Tennis: WTA considers new women's team event

Tennis: WTA considers new women's team event
Chairman of the Women Tennis Association (WTA) Stacey Allaster (fifth from left) with the eight top women tennis players (from left) Caroline Wozniacki, Agnieszka Radwanska, Petra Kvitova, Serena Williams, Maria Sharapova, Ana Ivanovic, Eugenie Bouchard and Simona Halep. The top players are in Singapore for the BNP Paribas WTA Championships which will be held at the Singapore Indoor Stadium.

SINGAPORE - The WTA, the governing body for women's tennis, is considering a plan to set up its own team event.

Women already compete in the Fed Cup, which is run by the ITF (International Tennis Federation) but the WTA is looking at starting up its own tournament.

WTA chief executive Stacey Allaster told a news conference on Saturday that the proposal was still in the early stages but if it went ahead, it would most likely be restricted to the top eight countries and played over five days.

"We are going to go to market and see if the market is really there," Allaster said at the annual State of the Tour address in Singapore. "We haven't decided if we're going to do it. "However, we believe we have a responsibility. I think the demand is there. Others are doing it. If we don't do it, someone else is going to do it. In fact, somebody is doing it."

Allaster said that while there may be some resistance to starting up the tournament, the WTA had a long history of overcoming struggles so had an obligation to at least look at the proposal.

"Our story is inspirational from the original nine, to breaking barriers, equal prize money, coming to Asia, you know, having the courage to do all that," she said.

"I'm sure in 1970 and 1973 it was not comfortable breaking away from tradition. And Billie (Jean King) often says, it's a shame that the players don't own the grand slams. That was one of the biggest mistakes that we've made.

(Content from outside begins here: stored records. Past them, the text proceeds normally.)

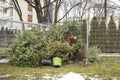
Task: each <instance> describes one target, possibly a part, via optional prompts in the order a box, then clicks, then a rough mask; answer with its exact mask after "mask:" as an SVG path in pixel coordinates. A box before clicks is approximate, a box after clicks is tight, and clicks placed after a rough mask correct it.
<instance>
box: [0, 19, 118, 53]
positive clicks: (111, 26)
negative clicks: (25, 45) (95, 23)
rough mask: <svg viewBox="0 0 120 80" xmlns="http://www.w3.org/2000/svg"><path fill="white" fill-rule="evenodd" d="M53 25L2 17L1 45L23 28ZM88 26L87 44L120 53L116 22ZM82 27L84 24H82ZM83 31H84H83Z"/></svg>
mask: <svg viewBox="0 0 120 80" xmlns="http://www.w3.org/2000/svg"><path fill="white" fill-rule="evenodd" d="M50 26H51V25H46V24H36V23H30V22H20V21H10V20H4V19H0V47H7V46H8V45H10V44H11V43H12V42H13V39H14V38H15V34H17V33H21V34H22V32H23V30H24V29H25V30H31V29H32V28H33V27H40V29H41V30H42V31H46V30H48V29H49V27H50ZM84 27H86V28H85V29H83V30H86V31H81V34H80V35H82V34H83V35H82V36H83V37H82V38H83V40H84V42H85V44H86V45H87V48H88V47H90V46H97V47H98V48H100V49H101V50H102V52H105V53H120V27H119V26H116V25H115V24H108V25H101V24H100V23H99V24H97V25H96V24H92V23H89V24H88V23H86V26H84ZM81 28H82V26H81ZM82 32H83V33H82Z"/></svg>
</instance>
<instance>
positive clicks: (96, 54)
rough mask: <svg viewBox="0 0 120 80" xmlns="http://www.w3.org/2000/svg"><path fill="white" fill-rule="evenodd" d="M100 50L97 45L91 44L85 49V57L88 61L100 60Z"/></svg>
mask: <svg viewBox="0 0 120 80" xmlns="http://www.w3.org/2000/svg"><path fill="white" fill-rule="evenodd" d="M100 54H101V51H100V49H98V48H97V47H95V46H93V47H90V48H88V50H87V51H86V57H87V58H88V59H89V61H90V62H95V61H99V60H100V56H99V55H100Z"/></svg>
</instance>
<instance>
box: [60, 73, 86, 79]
mask: <svg viewBox="0 0 120 80" xmlns="http://www.w3.org/2000/svg"><path fill="white" fill-rule="evenodd" d="M58 80H85V77H83V76H82V75H80V74H77V73H74V72H70V73H68V74H66V75H65V76H63V77H62V78H60V79H58Z"/></svg>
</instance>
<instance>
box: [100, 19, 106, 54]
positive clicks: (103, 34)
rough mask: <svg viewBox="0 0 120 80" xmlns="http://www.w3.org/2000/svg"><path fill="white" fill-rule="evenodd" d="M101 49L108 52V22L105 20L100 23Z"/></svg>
mask: <svg viewBox="0 0 120 80" xmlns="http://www.w3.org/2000/svg"><path fill="white" fill-rule="evenodd" d="M99 32H100V33H99V36H100V37H99V47H100V49H101V51H103V52H106V42H107V41H106V37H107V36H106V21H105V18H102V21H101V22H100V30H99Z"/></svg>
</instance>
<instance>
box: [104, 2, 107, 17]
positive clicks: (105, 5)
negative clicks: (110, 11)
mask: <svg viewBox="0 0 120 80" xmlns="http://www.w3.org/2000/svg"><path fill="white" fill-rule="evenodd" d="M104 13H105V14H104V15H105V19H106V17H107V0H105V2H104Z"/></svg>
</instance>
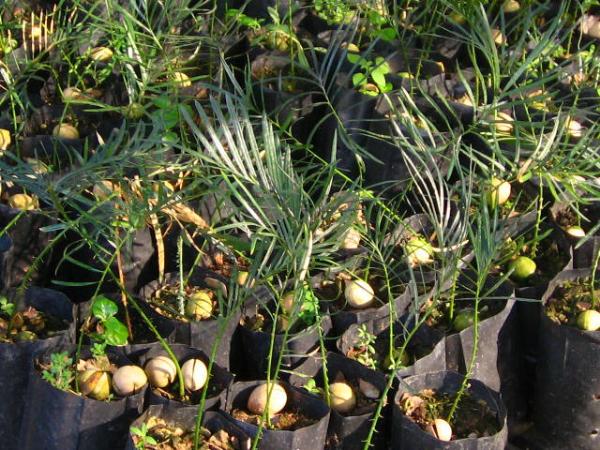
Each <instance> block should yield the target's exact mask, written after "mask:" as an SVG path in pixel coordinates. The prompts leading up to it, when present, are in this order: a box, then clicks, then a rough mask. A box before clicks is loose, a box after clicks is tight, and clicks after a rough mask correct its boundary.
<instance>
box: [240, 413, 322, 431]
mask: <svg viewBox="0 0 600 450" xmlns="http://www.w3.org/2000/svg"><path fill="white" fill-rule="evenodd" d="M231 415H232V416H233V417H234V418H235V419H237V420H239V421H241V422H246V423H250V424H252V425H256V426H258V425H259V424H260V422H261V421H262V415H261V414H252V413H250V412H248V411H246V410H244V409H234V410H233V411H232V413H231ZM316 422H317V420H315V419H311V418H309V417H306V416H305V415H304V414H302V413H301V412H300V410H299V409H297V408H296V409H292V408H289V409H288V408H286V409H285V410H283V411H282V412H280V413H279V414H276V415H275V416H273V417H271V425H270V426H269V425H267V424H265V427H267V428H269V429H271V430H286V431H296V430H299V429H300V428H304V427H308V426H310V425H312V424H314V423H316Z"/></svg>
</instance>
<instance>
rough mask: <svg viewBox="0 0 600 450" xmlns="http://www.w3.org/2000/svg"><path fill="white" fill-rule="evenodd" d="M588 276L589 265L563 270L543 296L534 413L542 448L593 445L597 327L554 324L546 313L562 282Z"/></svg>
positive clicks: (599, 379) (562, 282)
mask: <svg viewBox="0 0 600 450" xmlns="http://www.w3.org/2000/svg"><path fill="white" fill-rule="evenodd" d="M590 275H591V271H590V269H577V270H566V271H563V272H561V273H560V274H558V275H557V276H556V277H555V278H554V279H553V280H552V281H551V282H550V284H549V285H548V289H547V291H546V293H545V294H544V296H543V297H542V301H543V302H544V305H545V307H544V308H543V309H542V311H541V313H540V314H541V315H540V328H539V358H538V364H537V378H536V385H535V401H534V412H533V416H534V422H535V426H536V431H537V433H536V437H537V439H539V441H540V443H541V444H542V446H543V448H548V449H564V448H578V449H596V448H598V439H600V438H599V432H600V430H599V423H600V403H599V401H598V392H600V375H599V373H600V331H583V330H580V329H578V328H576V327H574V326H571V325H566V324H558V323H556V322H554V321H552V320H551V319H550V318H549V317H548V315H547V314H546V306H547V304H548V302H549V301H550V299H551V298H552V297H553V295H554V293H555V292H556V290H557V288H558V287H559V286H560V285H561V284H564V283H566V282H572V281H575V280H578V279H582V278H588V277H589V276H590Z"/></svg>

"I don't want to make the same mistake. I think that the WTA owning its own team event, if we think about (golf's) Ryder (Cup), how successful that event is, that would be an amazing asset in the short and the long-term for the WTA."

In a wide ranging address, Allaster also announced the appointment of business executive Micky Lawler as the new WTA president, and spoke about the WTA's huge growth in Asia, particularly China, which will feature 11 WTA events next year.

"Forty per cent of the world's population lives within a seven-hour radius from here, which is really quite amazing," she said.

"We think about the growth, this is where we can have some real exponential growth. But you've got to be in these markets."